After a New Mexico Energy, Minerals and Natural Resources Department presentation to the Senate Conservation Committee about the state of fracking in New Mexico, newly appointed NM State Senator Antoinette Sedillo Lopez noted that the industry has moved forward very fast and is lagging behind the department’s ability to inspect wells and enforce regulations. She is asking for an important pause in the current agenda to facilitate necessary conversations, studies and plans to address the gaps in the state’s ability to address the impacts on our air, land, water, and human life. The four-year moratorium will prohibit new permits but will allow existing wells to continue producing revenues for the State. The bill asks relevant agencies to report to the legislature and the governor the actual and potential impact of hydraulic fracturing on the environment, surface water and underground aquifers, health, and tribal governments and lands. Senator Shendo has been concerned about the impact on fracking on tribal lands and the fact that there has been no consultation with the pueblos and tribes.
“The state of New Mexico knows very little about the impact of fracking in our state. Unfortunately, the Martinez administration starved the state agencies that could study and regulate fracking. A pause will protect the aquifers being threatened by fracking now,” said legislative sponsor Antoinette Sedillo Lopez, adding, “Our communities are already bearing the brunt of the health and safety impacts that come with fracking. The laws and regulations in place now are not protecting people, our water, our land, or our climate. The oil reserves will still be there in four years. We have a constitutional responsibility to protect the health and safety of our people, our beautiful land and our pure water. We need time to get this right and keep our communities healthy and safe.”
- Moratoriums are common-sense, effective, and perfectly legal.
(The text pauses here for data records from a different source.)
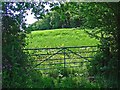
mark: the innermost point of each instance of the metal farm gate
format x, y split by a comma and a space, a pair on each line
62, 57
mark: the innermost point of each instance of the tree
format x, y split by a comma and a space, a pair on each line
15, 60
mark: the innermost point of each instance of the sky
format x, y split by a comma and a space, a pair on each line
30, 17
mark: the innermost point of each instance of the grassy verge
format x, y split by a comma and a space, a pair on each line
59, 38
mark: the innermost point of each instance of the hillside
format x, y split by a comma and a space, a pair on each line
59, 38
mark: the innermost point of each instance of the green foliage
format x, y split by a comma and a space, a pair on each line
59, 38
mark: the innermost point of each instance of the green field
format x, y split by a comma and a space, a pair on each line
58, 76
59, 38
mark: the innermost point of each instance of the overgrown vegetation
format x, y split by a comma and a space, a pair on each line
59, 38
102, 20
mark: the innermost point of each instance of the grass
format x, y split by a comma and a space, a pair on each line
59, 38
61, 78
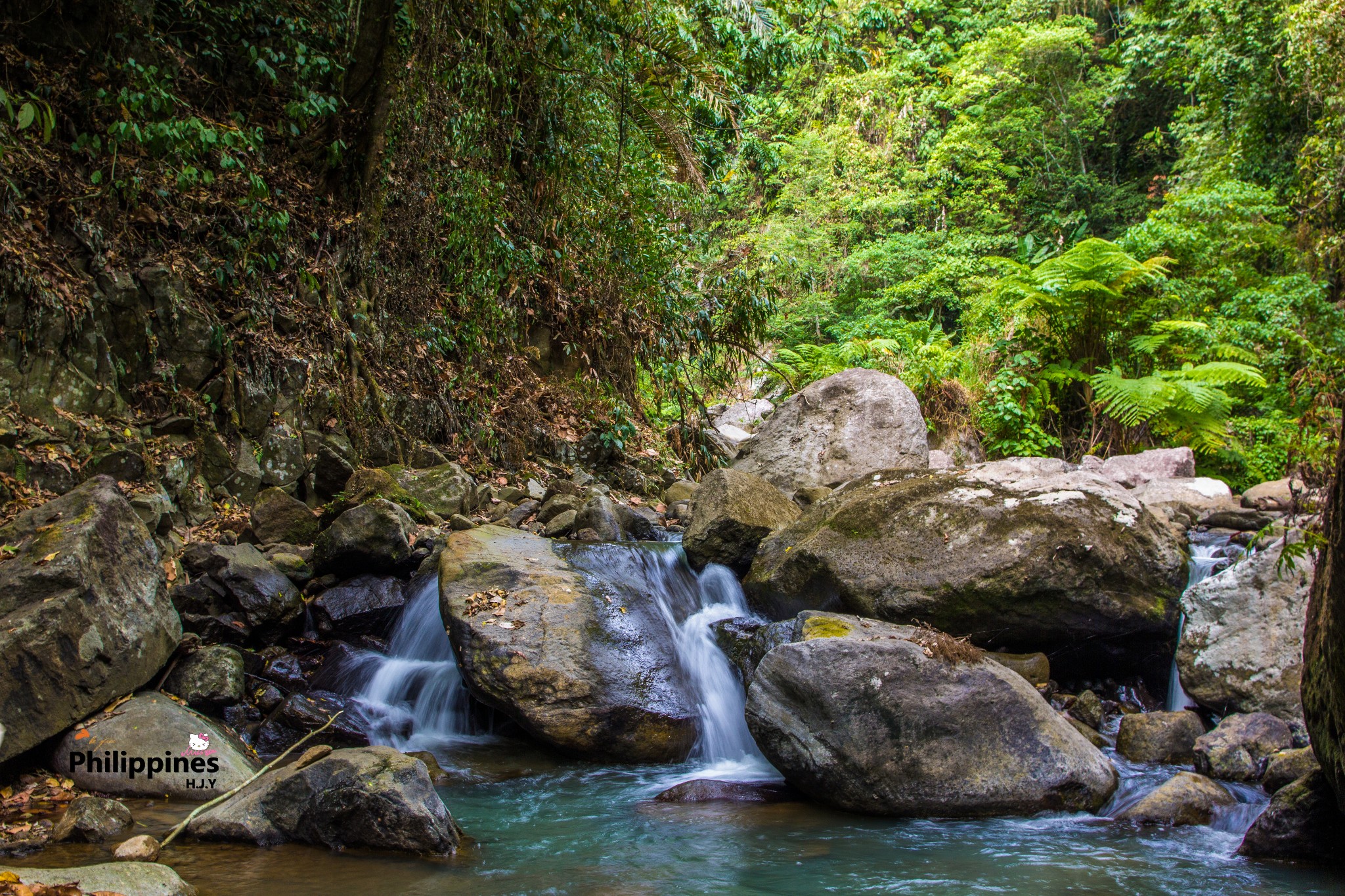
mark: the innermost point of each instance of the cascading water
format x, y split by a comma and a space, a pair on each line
1208, 555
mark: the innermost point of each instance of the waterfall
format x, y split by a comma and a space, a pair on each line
1208, 555
414, 695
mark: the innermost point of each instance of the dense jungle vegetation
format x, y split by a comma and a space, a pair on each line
1071, 226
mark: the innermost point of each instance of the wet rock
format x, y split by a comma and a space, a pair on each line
85, 613
898, 720
569, 667
1185, 798
1019, 554
1087, 708
276, 516
1301, 824
92, 820
1134, 471
304, 712
363, 605
444, 489
1239, 747
127, 879
732, 513
1287, 766
209, 679
1242, 647
704, 790
599, 513
206, 761
372, 798
1160, 736
837, 429
1277, 495
250, 585
372, 538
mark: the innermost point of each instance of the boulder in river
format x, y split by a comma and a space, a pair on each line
1242, 647
837, 429
1019, 554
1302, 824
1160, 736
731, 513
584, 670
372, 538
152, 747
369, 797
1185, 798
899, 720
1239, 747
84, 612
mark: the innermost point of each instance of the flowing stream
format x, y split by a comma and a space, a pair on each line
540, 824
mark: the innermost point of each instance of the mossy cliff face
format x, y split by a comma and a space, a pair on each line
1033, 559
594, 679
1324, 644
Over 400 cities and municipalities in 20 states have passed local resolutions. Three states have enacted statewide moratoriums.https://localprogress.org/wp-content/uploads/2013/09/Fracking-Bans-and-Moratoriums.pdf
- Communities are already experiencing negative health impacts. Over 1200 peer-reviewed papers now confirm the health risks associated with fracking https://www.rollingstone.com/politics/politics-news/the-harms-of- fracking-new-report-details-increased-risks-of-asthma-birth-defects-and-cancer- 126996/
- Samuel Sage, Community Services Coordinator for the Counselor Chapter of the Navajo Nation, testified to this.” Since 2014, we have been overrun by oil and gas companies….people are complaining about the foul, smelly air. Our community members started complaining about respiratory problems. That has increased.1 The cancer rate within our community has gone up….”
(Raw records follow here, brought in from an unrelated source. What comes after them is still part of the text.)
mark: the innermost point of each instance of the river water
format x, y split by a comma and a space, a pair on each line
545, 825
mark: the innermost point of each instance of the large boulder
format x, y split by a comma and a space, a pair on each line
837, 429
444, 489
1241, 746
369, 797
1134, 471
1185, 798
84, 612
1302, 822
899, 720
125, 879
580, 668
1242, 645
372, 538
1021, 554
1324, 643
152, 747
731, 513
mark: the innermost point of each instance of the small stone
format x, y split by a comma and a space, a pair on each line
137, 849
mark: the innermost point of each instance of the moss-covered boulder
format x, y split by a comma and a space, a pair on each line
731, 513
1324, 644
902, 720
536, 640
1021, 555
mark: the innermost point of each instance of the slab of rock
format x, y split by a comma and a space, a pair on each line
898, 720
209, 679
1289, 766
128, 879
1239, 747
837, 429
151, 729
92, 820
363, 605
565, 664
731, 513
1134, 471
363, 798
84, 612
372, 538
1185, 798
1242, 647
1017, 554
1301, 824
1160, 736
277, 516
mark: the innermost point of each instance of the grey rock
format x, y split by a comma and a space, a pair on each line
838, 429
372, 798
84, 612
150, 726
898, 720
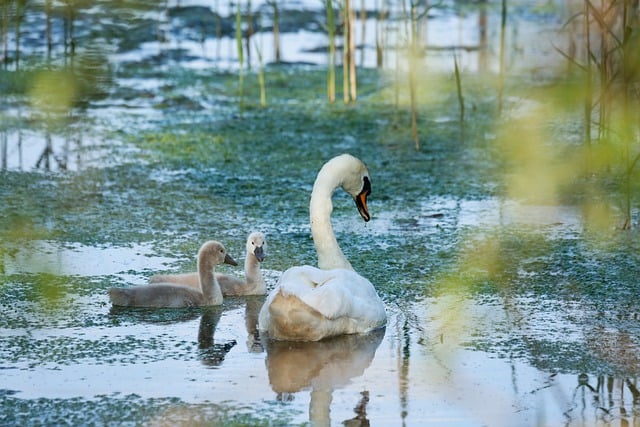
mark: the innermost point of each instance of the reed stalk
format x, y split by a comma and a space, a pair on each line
459, 88
276, 31
240, 53
345, 51
331, 71
588, 92
503, 26
413, 56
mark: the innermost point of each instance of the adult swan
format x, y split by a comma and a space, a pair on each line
309, 303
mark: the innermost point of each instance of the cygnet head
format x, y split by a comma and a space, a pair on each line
257, 245
355, 180
214, 253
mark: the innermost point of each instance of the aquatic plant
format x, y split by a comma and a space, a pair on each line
331, 69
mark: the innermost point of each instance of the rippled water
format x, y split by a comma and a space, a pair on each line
500, 312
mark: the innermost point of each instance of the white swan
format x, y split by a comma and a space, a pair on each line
309, 303
210, 254
253, 284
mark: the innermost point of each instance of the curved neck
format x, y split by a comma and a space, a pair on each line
252, 272
208, 284
330, 255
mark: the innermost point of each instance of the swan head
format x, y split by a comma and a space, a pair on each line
355, 180
257, 245
214, 253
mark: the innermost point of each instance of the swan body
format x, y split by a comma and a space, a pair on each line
253, 284
309, 303
211, 253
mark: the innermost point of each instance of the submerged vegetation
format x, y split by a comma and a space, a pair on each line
508, 183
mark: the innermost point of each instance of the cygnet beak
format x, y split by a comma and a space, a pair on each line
259, 253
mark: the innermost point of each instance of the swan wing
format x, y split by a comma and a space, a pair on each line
334, 293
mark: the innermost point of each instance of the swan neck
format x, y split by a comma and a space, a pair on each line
208, 284
252, 272
330, 255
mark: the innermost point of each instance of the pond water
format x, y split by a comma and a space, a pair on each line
500, 312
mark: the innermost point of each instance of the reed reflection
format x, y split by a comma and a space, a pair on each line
321, 366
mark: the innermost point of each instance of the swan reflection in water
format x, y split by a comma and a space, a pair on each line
321, 366
212, 353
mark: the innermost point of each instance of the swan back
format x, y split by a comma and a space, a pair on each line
310, 304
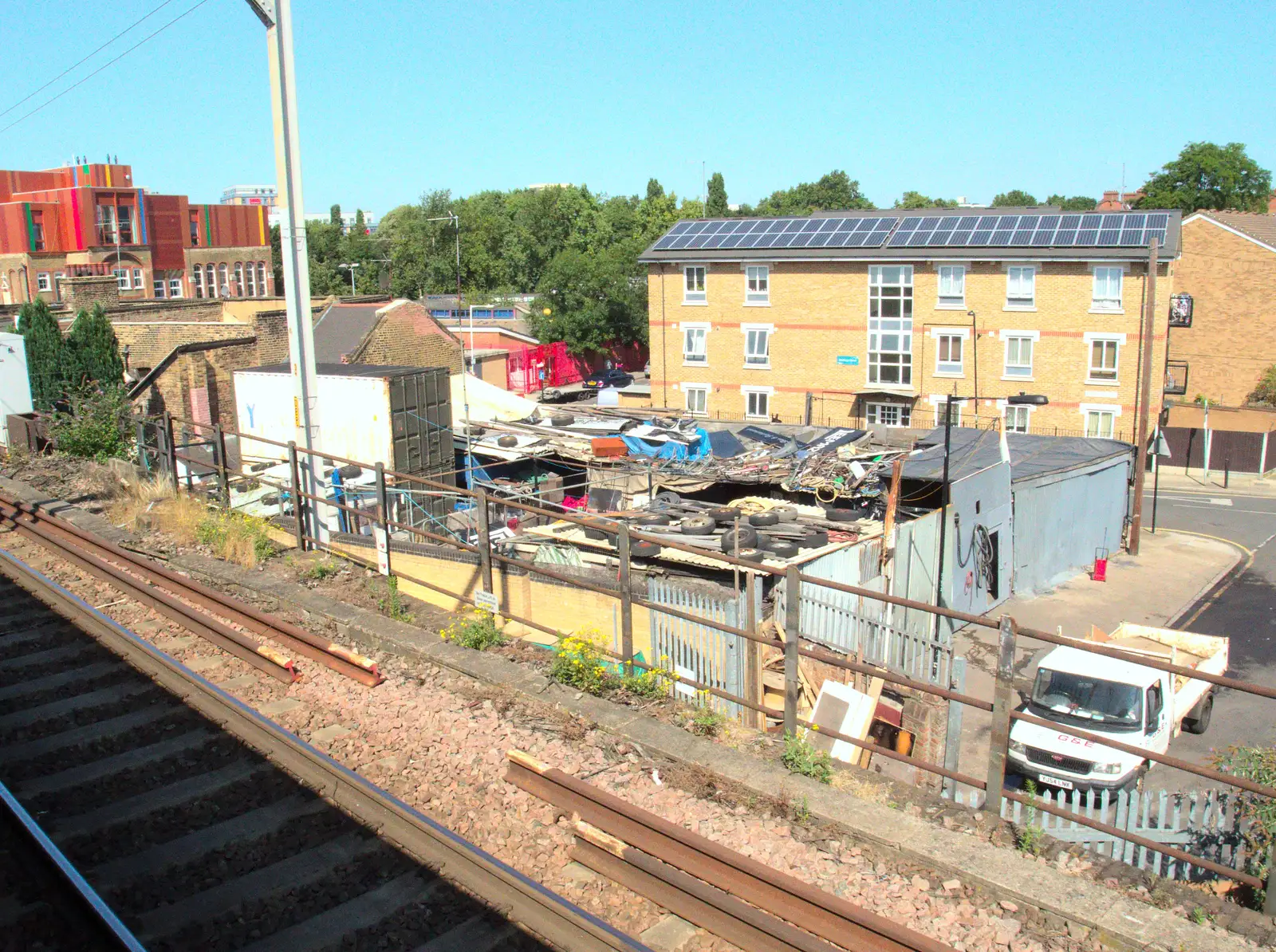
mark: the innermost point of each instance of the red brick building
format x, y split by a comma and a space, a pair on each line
89, 220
- The Albuquerque Basin, one of only four active rift zones in the world, is uniquely susceptible to groundwater contamination from fracking. We cannot allow the main drinking water source for our state to become polluted. https://youtu.be/uzE8zS0zViMVideo Presentation from Geologist Don Phillips on the dangers of fracking in the Middle Rio Grande Basin.
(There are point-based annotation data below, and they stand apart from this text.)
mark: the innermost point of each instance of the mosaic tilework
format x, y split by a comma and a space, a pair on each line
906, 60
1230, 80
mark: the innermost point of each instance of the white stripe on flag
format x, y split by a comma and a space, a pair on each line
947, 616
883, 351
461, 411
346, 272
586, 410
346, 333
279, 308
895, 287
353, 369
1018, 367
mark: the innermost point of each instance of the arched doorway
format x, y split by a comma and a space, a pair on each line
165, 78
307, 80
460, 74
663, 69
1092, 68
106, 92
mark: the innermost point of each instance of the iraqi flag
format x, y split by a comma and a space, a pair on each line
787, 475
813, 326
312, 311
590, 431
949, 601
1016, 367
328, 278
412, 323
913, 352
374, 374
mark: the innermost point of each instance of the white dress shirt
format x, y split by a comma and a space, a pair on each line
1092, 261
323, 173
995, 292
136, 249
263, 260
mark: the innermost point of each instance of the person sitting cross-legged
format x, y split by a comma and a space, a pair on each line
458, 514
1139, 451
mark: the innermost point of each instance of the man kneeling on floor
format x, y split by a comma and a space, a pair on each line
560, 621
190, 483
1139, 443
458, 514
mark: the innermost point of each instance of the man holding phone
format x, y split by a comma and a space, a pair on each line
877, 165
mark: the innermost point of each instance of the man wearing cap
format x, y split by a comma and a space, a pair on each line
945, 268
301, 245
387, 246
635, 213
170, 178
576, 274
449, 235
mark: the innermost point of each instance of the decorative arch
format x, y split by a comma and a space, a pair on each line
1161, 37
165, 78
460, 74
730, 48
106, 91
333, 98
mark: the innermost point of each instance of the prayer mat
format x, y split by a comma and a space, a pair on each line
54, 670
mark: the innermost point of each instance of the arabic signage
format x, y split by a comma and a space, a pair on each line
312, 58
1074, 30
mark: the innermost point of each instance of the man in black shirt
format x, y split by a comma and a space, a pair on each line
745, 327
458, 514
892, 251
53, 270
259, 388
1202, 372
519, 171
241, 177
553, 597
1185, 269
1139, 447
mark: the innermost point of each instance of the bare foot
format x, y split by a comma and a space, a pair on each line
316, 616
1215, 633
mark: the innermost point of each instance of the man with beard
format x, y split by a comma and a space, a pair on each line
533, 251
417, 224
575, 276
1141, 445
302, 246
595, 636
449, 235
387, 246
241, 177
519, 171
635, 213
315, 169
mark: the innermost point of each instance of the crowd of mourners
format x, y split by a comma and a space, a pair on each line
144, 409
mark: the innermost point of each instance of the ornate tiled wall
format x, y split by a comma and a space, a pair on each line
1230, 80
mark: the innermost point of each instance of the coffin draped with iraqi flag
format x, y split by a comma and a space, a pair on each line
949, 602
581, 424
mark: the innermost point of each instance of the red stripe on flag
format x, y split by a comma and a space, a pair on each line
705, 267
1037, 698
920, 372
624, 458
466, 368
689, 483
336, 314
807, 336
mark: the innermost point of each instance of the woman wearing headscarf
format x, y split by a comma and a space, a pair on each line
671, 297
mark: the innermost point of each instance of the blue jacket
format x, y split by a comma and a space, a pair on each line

This bill will certainly face fierce opposition from the gas and oil industries as without a moratorium or serious regulation, the gas and oil industry enjoys what amounts to a blank check to exploit and spoil our land. A four year hiatus will afford the state an opportunity to assess the damage being done from unchecked fracking operations throughout NM an to establish a means for the state to monitor and regulate any new leases for fracking. We will be calling on our members to show up big time for this bill. Gas & oil will fill the hearing rooms with paid lobbyists with disingenuous threats and misinformation. We need to be there representing the people and sharing the truth.